Fernand Boden: In diesem Punkt hat die Europäische Union im Vorfeld von Cancùn ihre Hausaufgaben gemacht. Dies gilt für die weit reichende Reform der Gemeinsamen Agrarpolitik, aber auch für die Initiative "Alles außer Waffen", mit der die EU ihre Märkte für die Produkte der am wenigsten entwickelten Staaten geöffnet hat. Im Gegensatz zu den Vereinigten Staaten hat Europa Kompromissbereitschaft gezeigt.

Die Angebote werden aufrecht erhalten. Wir dürfen Cancùn jetzt nicht zum vorwand nehmen, um beispielsweise die GAP-Reform wieder in Frage zu stellen - auch wenn ihre Umsetzung alles andere als einfach zu bewerkstelligen sein wird.
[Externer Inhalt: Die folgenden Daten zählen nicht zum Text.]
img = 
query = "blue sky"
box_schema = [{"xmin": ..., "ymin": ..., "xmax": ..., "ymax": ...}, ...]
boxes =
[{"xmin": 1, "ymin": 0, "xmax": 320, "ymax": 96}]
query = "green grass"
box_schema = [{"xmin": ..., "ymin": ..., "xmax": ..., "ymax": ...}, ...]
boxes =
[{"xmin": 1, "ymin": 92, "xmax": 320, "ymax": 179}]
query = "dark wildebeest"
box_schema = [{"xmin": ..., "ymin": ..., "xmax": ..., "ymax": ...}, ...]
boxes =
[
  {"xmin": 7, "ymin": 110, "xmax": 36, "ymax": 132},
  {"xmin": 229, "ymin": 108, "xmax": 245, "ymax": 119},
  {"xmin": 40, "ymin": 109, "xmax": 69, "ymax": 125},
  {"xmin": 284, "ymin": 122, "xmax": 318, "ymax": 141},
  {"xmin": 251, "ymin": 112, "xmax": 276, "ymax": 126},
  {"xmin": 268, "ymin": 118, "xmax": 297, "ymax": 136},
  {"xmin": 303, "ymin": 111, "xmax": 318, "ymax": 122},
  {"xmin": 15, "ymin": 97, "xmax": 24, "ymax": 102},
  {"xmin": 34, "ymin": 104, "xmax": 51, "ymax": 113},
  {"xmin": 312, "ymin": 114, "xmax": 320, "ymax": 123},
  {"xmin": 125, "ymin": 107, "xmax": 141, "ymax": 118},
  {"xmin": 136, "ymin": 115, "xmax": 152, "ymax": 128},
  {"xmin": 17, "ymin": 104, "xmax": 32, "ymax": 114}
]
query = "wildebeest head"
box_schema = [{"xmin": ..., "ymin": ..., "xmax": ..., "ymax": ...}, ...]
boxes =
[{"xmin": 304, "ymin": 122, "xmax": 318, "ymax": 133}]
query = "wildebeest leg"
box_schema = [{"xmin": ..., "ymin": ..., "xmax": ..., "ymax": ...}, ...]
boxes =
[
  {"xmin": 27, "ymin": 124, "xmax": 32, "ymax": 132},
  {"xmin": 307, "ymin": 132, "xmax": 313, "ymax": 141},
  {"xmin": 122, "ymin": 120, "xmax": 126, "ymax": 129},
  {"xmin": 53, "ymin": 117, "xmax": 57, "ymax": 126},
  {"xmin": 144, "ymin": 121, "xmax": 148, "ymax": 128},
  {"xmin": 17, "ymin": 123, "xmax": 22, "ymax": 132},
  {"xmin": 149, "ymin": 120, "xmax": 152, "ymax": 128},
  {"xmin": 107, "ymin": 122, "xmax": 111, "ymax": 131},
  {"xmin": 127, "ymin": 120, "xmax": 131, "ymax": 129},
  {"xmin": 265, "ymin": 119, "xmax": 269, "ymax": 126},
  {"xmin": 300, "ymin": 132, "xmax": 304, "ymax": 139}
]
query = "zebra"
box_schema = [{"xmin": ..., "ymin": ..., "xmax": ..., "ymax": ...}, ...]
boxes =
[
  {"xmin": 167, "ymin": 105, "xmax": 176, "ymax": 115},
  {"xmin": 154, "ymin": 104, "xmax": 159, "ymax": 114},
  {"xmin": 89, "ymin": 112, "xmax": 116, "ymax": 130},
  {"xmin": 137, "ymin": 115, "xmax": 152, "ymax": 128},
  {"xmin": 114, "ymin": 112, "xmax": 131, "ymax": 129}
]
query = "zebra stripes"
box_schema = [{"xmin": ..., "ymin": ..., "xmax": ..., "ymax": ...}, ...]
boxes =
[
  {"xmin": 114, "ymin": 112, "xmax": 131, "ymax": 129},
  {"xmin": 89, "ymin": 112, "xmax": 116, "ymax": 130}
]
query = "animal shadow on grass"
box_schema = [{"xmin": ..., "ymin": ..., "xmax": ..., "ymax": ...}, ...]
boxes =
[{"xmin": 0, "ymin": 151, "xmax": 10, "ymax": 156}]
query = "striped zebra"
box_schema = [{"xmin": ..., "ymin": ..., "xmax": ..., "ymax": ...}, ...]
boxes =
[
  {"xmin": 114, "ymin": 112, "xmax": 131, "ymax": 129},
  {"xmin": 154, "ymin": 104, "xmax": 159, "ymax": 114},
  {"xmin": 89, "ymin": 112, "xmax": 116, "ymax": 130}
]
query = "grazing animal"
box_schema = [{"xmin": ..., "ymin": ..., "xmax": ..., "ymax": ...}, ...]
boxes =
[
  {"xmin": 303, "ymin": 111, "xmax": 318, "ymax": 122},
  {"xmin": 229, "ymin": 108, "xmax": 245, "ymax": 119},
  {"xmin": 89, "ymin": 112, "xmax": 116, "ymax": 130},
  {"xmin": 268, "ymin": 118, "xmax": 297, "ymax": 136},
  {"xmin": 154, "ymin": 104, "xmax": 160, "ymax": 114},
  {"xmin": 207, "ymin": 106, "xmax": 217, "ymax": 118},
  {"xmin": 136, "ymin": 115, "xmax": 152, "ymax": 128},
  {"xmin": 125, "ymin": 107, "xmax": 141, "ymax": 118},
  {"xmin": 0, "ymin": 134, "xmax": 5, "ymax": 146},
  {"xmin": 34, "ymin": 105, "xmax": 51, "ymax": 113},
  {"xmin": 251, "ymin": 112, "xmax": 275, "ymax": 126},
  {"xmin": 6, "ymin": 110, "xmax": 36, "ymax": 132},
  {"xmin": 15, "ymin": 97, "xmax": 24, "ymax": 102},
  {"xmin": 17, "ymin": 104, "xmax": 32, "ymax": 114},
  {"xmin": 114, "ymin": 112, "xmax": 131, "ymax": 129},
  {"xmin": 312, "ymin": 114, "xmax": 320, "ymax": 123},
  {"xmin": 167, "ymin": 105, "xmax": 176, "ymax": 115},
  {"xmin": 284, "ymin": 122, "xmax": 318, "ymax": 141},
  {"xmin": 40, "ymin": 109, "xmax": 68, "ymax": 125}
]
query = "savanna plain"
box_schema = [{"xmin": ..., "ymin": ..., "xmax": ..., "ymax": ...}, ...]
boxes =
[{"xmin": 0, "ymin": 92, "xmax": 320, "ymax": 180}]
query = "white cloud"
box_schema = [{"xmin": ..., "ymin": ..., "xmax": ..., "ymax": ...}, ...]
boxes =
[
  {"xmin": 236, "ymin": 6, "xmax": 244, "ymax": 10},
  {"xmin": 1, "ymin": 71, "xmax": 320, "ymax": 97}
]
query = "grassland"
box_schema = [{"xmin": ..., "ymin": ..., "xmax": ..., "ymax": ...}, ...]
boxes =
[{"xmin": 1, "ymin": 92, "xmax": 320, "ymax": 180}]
Darüber hinaus darf man den Aspekt der Subventionen nicht überbewerten. Andere Punkte wie der Respekt hygienischer, ökologischer und sozialer Standards müssen auch Beachtung finden. Und schließlich müssen den Entwicklungsländern, wo der primäre Sektor immer noch eine gewaltige wirtschaftliche Bedeutung hat, Wege aufgezeichnet werden, wie sie für ihr Land und ihre Region eine Landwirtschaft betreiben können, die Nahrungssicherung und Qualität gewährleistet.

Wie sehen Sie denn nun die Zukunft der Welthandelsorganisation? Wird der Handel künftig verstärkt auf bilaterale Beziehungen aufbauen?

Fernand Boden: Das wäre mit Sicherheit eine für die Dritt-Welt-Staaten Folgen schwere Entwicklung. Der Multilateralismus darf nicht in Frage gestellt werden, weil er allen Mitgliedern, auch den Ärmsten, Gehör verschafft. Bei einer Weichen-Stellung, die in bilateralen Abkommen mündet, werden viele armen Länder, die für den reichen Norden uninteressant sind, auf der Strecke bleiben.

Was muss sich denn bis zu einer nächsten Runde ändern?

Fernand Boden: Ein weiteres Cancùn wird es wohl nicht mehr geben. Es ist nicht mehr denkbar, dass 148 Staaten innerhalb von fünf Tagen einstimmige Entscheidungen treffen können. Das funkioniert auch nicht in der Europäischen Union mit ihren 15 Mitgliedern.

Wesentlich erscheint mir, dass die WTO einen neuen Elan, eine neue Dynamik erhält. Konkret muss dies bedeuten, die Gräben zwischen Nord und Süd zu überwinden, damit die in Doha ausgerufene Entwicklungsrunde ihrem Namen gerecht werden kann. Und dies wiederum ist auch eine Frage der Kohärenz zwischen den einzelnen Politikbereichen.